Physicists posit that at first our universe was infmitesimally small and infinitely hot and dense. It then underwent a period of extremely rapid, massive inflation (the Big Bang), and it has since continued to expand and coop.
According to physicists Sean Carroll and Jennifer Chen, the Big Bang was not a unique event; events like it happen periodically over an incredibly vast time scale. This is based on the suggestion of some physicists that the Big Bang was the beginning of our universe as we know it, but not the beginning of a larger Univers—or "multiverse"—that encompasses everything, including that which we can never see because it is beyond our "cosmic bubble."
Carroll and Chen were initially interested in why time flows in only one direction. In physics the flow of time is captured by the second law of thermodynamics, which implies that entropy—a measure of total disorder—naturally increases with time. Entropy increases because there are more ways for a system to be disordered than for it to be ordered. Therefore, if change occurs, it is more likely to be change toward greater disorder. For example, in a moderately orderly room, if one moves an object in the room randomly, there are many more places one can put it that will make the room less orderly than there are places that will make it more orderly. So if, over time, objects in the room are continually moved randomly, it is most likely that the room will get increasingly disordered.
While the Big Bang process and what followed obey the second law of thermodynamics, it is a mystery why there should have been a small, hot, and dense universe to begin with. Such a low entropy universe is an extremely unlikely configuration, not what scientists would expect from a randomly occurring initial condition. Carroll and Chen's innovation is to argue that the most common initial condition is actually likely to resemble cold, empty space--not an obviously favorable starting point for the onset of inflation.

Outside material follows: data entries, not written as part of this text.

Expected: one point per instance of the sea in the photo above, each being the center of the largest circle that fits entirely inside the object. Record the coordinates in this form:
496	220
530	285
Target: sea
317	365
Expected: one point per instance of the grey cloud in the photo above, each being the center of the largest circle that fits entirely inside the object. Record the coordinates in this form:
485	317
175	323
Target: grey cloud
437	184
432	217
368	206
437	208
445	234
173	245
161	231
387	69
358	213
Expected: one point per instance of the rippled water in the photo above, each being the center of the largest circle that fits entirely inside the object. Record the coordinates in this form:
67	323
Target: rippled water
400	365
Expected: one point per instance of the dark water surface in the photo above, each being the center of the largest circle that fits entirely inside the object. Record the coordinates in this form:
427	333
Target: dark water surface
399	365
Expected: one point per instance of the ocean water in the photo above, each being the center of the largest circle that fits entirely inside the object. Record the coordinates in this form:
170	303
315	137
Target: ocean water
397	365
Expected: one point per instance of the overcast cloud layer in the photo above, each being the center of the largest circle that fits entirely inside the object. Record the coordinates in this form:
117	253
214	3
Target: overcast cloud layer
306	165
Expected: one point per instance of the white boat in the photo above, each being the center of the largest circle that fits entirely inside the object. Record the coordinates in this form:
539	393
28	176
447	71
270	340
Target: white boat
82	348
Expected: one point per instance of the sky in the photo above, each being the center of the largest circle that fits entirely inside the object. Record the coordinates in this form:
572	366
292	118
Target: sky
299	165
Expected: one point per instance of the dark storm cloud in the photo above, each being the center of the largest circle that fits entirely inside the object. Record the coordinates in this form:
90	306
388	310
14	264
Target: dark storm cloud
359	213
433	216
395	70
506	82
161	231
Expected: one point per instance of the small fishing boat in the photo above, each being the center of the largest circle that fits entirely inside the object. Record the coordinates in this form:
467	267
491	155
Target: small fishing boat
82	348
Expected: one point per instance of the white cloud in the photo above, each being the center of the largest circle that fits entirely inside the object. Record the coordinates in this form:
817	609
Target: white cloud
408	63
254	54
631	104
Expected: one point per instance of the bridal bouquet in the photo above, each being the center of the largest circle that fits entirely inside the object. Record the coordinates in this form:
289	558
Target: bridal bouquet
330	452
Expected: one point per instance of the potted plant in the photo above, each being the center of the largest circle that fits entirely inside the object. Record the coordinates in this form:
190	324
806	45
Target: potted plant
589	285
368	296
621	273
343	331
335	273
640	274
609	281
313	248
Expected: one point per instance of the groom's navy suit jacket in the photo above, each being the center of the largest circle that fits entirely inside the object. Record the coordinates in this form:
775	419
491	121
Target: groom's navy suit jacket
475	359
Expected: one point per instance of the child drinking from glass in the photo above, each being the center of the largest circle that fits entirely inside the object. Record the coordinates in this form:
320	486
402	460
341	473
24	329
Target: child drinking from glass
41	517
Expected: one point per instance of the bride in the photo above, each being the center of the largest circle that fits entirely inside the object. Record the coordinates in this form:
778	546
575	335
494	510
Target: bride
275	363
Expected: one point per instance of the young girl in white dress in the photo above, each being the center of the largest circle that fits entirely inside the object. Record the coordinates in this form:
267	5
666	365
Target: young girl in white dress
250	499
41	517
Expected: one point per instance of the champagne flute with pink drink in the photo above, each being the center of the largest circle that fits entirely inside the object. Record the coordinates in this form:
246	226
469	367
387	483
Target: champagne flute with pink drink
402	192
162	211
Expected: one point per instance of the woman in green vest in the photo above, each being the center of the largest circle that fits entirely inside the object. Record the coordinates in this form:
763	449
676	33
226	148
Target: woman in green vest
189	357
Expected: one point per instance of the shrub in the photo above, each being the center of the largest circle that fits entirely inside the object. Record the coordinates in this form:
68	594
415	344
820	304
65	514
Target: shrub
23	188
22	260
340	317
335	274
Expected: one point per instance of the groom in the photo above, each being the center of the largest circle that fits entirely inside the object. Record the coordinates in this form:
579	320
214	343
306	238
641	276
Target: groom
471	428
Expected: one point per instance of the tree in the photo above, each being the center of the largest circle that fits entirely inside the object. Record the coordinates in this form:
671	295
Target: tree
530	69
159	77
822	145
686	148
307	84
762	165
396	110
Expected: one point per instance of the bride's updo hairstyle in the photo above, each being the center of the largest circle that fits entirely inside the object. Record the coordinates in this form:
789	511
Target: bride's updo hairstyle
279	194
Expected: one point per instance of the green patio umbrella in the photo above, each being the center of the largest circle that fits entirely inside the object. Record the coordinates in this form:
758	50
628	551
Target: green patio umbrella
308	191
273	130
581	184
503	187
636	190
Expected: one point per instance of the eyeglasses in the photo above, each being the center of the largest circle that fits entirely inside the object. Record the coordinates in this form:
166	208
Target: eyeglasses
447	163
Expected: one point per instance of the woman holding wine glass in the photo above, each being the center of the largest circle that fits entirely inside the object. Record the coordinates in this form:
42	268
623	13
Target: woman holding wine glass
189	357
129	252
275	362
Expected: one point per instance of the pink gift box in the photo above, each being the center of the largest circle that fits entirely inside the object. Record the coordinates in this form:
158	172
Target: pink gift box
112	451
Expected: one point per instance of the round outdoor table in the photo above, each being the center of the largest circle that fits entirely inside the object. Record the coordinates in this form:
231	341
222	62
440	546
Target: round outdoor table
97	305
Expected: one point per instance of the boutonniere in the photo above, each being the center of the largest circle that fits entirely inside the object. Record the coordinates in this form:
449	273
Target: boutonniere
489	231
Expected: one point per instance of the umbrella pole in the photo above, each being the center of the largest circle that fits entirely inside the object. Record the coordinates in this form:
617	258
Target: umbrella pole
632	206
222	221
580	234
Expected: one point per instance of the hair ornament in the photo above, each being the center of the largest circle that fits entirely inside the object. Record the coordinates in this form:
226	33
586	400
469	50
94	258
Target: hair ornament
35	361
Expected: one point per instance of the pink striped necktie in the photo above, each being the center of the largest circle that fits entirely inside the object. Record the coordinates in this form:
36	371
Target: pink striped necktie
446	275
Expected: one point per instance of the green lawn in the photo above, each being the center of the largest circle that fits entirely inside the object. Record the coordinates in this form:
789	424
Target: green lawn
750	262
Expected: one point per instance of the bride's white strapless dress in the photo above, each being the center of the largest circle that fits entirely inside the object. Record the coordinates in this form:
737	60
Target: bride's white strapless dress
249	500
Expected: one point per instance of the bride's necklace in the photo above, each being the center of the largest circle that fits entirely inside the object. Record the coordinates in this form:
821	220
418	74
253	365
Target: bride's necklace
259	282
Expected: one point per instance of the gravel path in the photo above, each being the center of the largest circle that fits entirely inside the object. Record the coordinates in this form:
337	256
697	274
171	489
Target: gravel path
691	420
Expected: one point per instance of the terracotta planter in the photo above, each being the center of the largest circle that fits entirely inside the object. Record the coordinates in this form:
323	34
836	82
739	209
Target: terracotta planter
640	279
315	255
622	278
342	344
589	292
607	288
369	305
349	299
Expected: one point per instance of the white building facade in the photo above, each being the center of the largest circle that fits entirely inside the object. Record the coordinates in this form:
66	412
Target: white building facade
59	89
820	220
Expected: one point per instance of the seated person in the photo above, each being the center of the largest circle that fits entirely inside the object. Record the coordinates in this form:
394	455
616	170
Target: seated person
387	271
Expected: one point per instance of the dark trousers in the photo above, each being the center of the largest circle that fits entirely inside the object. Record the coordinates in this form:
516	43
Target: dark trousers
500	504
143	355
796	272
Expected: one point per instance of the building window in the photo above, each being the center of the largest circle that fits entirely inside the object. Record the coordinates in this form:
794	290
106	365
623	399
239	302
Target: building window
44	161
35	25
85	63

Recent research has shown that even empty space has faint traces of energy that fluctuate on the subatomic scale. Physicists Jaume Garriga and Alexander Vilenkin have suggested that these fluctuations can generate their own big bangs in tiny areas widely separated in time and space. Carroll and Chen take our universe, and others, to be such fluctuations in a high entropy multiverse.
On this view, while the initial state that produced our universe would appear to be, taken by itself, a highly improbable one, in the vastness of the multiverse the creation of our universe is not that unlikely. Indeed it is likely not even a unique event.
1. Which one of the following most accurately states the main idea of the passage?(A) Carroll and Chen theorize that our universe is the result of an energy fluctuation in a high entropy multiverse.
(B) According to Carroll and Chen, entropy increases because there are more ways for a system to be disordered than for it to be ordered.
(C) Carroll and Chen challenge the prevailing view of physicists that our universe underwent a period of extremely rapid, massive inflation.
(D) According to Carroll and Chen, a small, hot, and dense configuration is unlikely as a random initial condition for a universe.
(E) Carroll and Chen posit that our universe is one of many universes in an all-encompassing multiverse.
2. Which one of the following comes closest to capturing what the term "cosmic bubble" means in the last sentence of the second paragraph?(A) all-encompassing larger universe
(B) universe contained in the multiverse
(C) inflation following a big bang
(D) theoretical preconceptions
(E) low entropy state
3. The author's stance toward Carroll and Chen's theory is most accurately characterized as that of(A) an ardent adversary
(B) a dismissive critic
(C) a disinterested skeptic
(D) a sympathetic reporter
(E) a zealous proponent
4. The claim in the fourth paragraph that an initial condition is likely to resemble cold, empty space is most strongly supported by information in the(A) first paragraph
(B) second paragraph
(C) third paragraph
(D) fifth paragraph
(E) sixth paragraph
5. The author's reference to a suggestion by Garriga and Vilenkin in the fifth paragraph primarily serves to(A) question a presupposition of the Big Bang theory
(B) raise a potential objection-to Carroll and - Chen's theory
(C) illustrate an implication of Carroll and Chen's theory
(D) show how a puzzle raised by Carroll and Chen is resolved within Carroll and Chen's theory
(E) suggest an alternative explanation of the evidence upon which Carroll and Chen's theory is based
6. The primary purpose of the passage is to(A) draw novel consequences from an established principle
(B) challenge a dominant point of view
(C) chronicle the history of a dispute
(D) adjudicate between two theories
(E) give the rationale for a theory
7. It can be inferred from the passage that the author presumes which one of the following to be true?(A) The multiverse originated in a big bang.
(B) The initial state of our universe resembles cold, empty space.
(C) A hot and dense state is a state of low entropy.
(D) The multiverse is part of a larger system of multiverses.
(E) The second law of thermodynamics was formulated to answer a question about time.